What is termed "a comprehensive new survey of Ireland's indigenous technology companies today shows a significant rise in confidence levels, with 81.5% stating that they were more confident about their business than they were three months ago; this compares to 62.5% in August last year. However, despite significant successes, not enough Irish companies are making it big. Opportunities for collaboration between indigenous companies and global players based here needs to be exploited and access to finance must be improved."

The Irish Software Association says the index [pdf] which is published in association with Tenego Partnering, examines the health of the sector and business sentiment among indigenous digital tech companies. It also identifies key growth opportunities.

CSO data show that 81,000 were employed in the 'Information and Communication' in Q1 2014 up 4,000 on Q1 2013 while 'Professional, scientific and technical activities' numbers rose from 104,000 to 116,000.

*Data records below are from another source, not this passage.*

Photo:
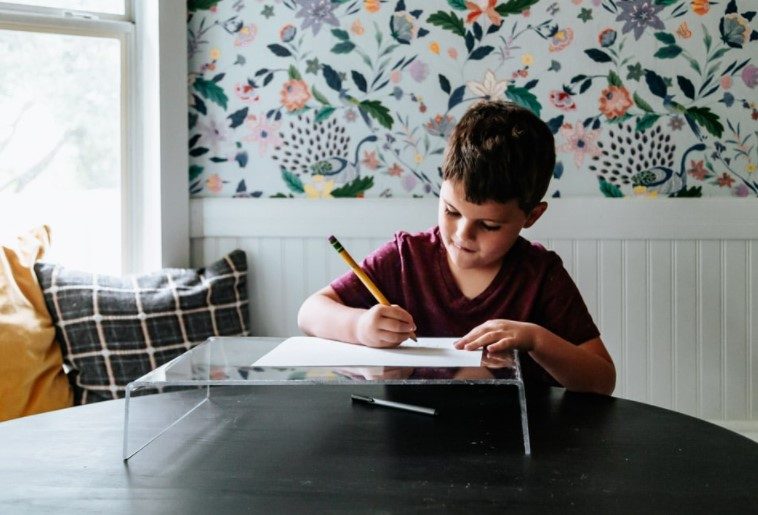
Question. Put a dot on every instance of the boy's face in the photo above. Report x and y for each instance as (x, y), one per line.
(477, 236)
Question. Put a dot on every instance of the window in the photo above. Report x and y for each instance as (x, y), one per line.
(65, 98)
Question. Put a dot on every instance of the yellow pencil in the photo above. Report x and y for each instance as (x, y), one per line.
(365, 279)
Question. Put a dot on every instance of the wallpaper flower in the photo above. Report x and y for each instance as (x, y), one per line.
(354, 98)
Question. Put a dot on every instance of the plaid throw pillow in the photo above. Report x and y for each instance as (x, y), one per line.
(116, 329)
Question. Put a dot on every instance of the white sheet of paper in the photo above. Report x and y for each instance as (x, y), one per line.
(304, 351)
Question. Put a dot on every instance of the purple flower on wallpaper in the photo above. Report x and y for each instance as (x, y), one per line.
(213, 132)
(637, 15)
(418, 70)
(750, 76)
(440, 125)
(315, 13)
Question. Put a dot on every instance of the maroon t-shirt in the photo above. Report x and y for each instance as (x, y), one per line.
(532, 286)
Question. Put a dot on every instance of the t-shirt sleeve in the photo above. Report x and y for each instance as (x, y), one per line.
(561, 308)
(380, 265)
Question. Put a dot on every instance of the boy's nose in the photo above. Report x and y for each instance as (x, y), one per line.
(464, 232)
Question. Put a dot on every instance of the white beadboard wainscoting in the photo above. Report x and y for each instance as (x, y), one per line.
(672, 283)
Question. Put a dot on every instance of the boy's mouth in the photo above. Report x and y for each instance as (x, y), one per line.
(461, 247)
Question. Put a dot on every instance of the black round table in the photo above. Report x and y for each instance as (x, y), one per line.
(307, 449)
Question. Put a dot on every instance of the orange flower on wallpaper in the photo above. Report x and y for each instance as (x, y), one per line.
(371, 6)
(700, 7)
(214, 183)
(614, 101)
(684, 31)
(476, 9)
(295, 94)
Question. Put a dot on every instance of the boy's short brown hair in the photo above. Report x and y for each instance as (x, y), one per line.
(501, 151)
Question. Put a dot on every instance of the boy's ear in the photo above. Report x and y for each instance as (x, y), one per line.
(535, 214)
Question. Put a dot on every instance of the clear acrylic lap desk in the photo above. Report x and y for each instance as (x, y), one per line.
(193, 377)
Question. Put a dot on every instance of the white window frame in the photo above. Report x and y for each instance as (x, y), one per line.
(154, 164)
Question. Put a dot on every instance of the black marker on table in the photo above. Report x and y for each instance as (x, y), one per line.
(396, 405)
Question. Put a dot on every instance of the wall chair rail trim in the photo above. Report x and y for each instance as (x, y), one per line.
(575, 218)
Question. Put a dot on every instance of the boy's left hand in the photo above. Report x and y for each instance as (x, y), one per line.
(501, 335)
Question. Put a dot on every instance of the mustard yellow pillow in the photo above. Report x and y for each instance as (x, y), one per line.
(31, 366)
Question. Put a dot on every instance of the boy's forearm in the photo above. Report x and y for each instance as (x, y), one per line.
(323, 317)
(577, 367)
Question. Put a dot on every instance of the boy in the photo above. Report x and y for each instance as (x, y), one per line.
(473, 275)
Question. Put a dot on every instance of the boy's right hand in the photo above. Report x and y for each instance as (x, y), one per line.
(384, 326)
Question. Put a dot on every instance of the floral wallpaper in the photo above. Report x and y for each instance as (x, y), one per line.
(356, 98)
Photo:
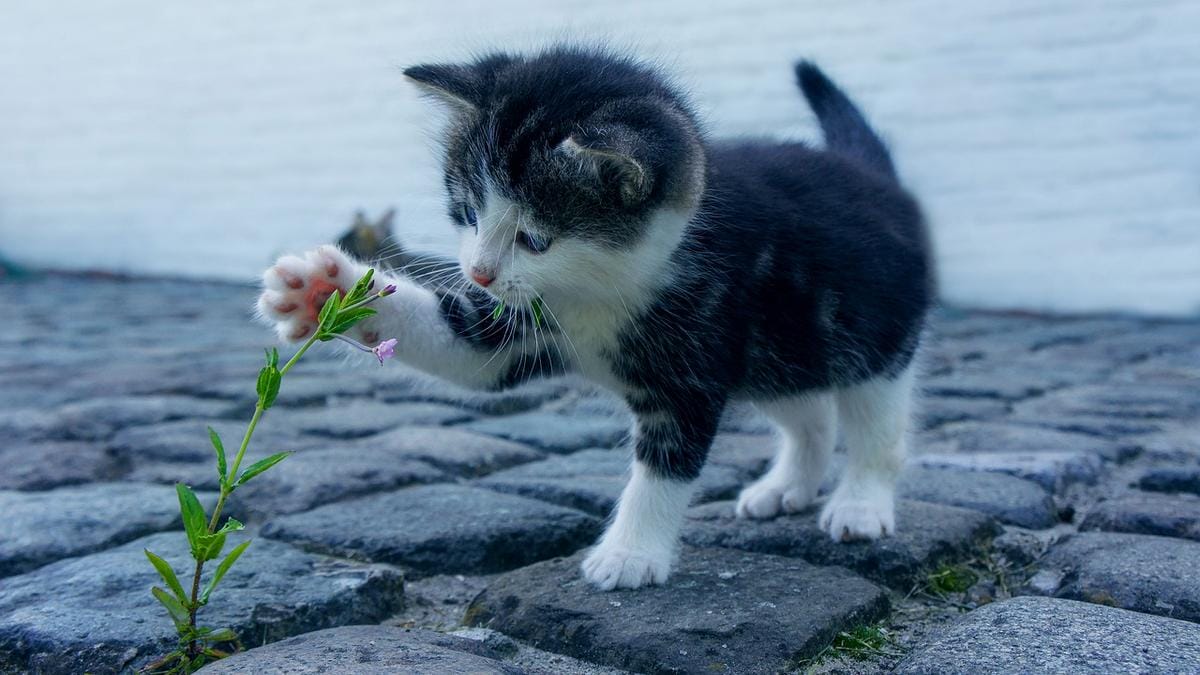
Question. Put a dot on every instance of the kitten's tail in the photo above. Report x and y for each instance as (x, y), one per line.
(844, 126)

Gartner, the US IT research firm, has estimated that only about half of the staff in Irish-based Information and Communication firms are technology professionals.

The ISA says that there are 1,056 technology companies located in Ireland, ranging from startups and SMEs, to large international and multinational companies, "with an ever-growing number of Irish owned multinationals." Over 103,000 people are directly employed in both Irish owned and foreign direct investment (FDI) technology companies in Ireland. "With the number of Irish owned technology companies continuing to grow, we have now estimated 806 indigenous companies, with total annual revenues over of €1.8bn," up from 730 in 2013.

39% of the indigenous companies have less than 10 employees and while the report says: "Ireland has a strong throughput of startup companies, supported by 25 incubation centres, alongside numerous enterprise development and accelerator programmes across the country. In 2013/2014, 220 companies were accepted into these programmes, with 71% of companies successfully bringing a product/service to market," there is not useful data on startups.

Enterprise Ireland has told Finfacts in the past that the tech companies it supports had a 90% survival rate over a decade, the failure rate in the US has been reported as high as 90%.

There are over 15 venture capital and investment organisations investing in the digital and software technology sector.

As in Europe, public funding of about 40% of VC investments is provided by the Irish Government.

72% of indigenous firms have annual revenues of less than €1m.

The estimate of Irish-owned firm employment is over 10,000 and the report says  "respondents representing in excess of 5,000 employees participated."

The survey found that confidence is high, with 81.5% of respondents stating they were more confident about their business than they were three months ago, 94% stated they expected revenues to increase over the coming three months, and 87% expected an increase in export revenues. R&D expenditure is expected to rise for 67% of participants, up from 58% in August 2013, and company profitability is expected to rise for 70%, compared to 66% in August 2013. On a less positive note, almost 17% of respondents indicated that their input costs have increased between August 2013 and Q1 2014.

Collaboration: In relation to opportunities for indigenous technology companies to grow their business, collaboration with the foreign direct investment (FDI) community here was identified providing major growth potential. In the survey:

  • Licensing unused IP: 88% indicated that licensing unused IP to indigenous companies on preferential terms would be beneficial;
  • In-company executive education: 72% of participants said that they would benefit from in-company executive education programmes;
  • Bundling/licensing of products: 70% expressed their belief in the value of bundling/licensing of FDI and indigenous company products as a single offering.

Edel Creely, ISA chair and managing director of Trilogy Technologies said: "The sector is powering ahead. Ireland's strong international reputation means new indigenous companies are setting up and multinationals are being attracted by the competitive business environment and availability for skilled labour. But key challenges need to be addresses for the sector to fully realise its potential.

"Access to finance remains a challenge, the Central Bank numbers show that the level of credit outstanding for the technology sector has been largely unchanged over the last two years, despite growth in the sector. The tech industry has benefitted from the experience of successful entrepreneurs investing and advising new start-ups, but more need to ensure they have adequate access to finance. Government must enhance tax-based investment schemes and the venture capital environment, as well as introduce state-backed capital funds.

Donagh Kiernan, founder and CEO of Tenego Partnering said: "Ireland ranks first for availability of skilled labour, however, the skills demand in the sector remains a concern. Industry must continue to work with government and the education institutions to increase the uptake of STEM subjects, and provide quality conversion course to ensure people have the right skills. We must also encourage the development of critical communications and broader business skills."

"The technology sector has proven to be resilient and innovative during the crisis. This survey shows how confidence continues to grow across the board in the industry with as many as 87% expecting an increase in exports. However we must not be complacent. By showing leadership business will be able to deliver more jobs and sustainable growth."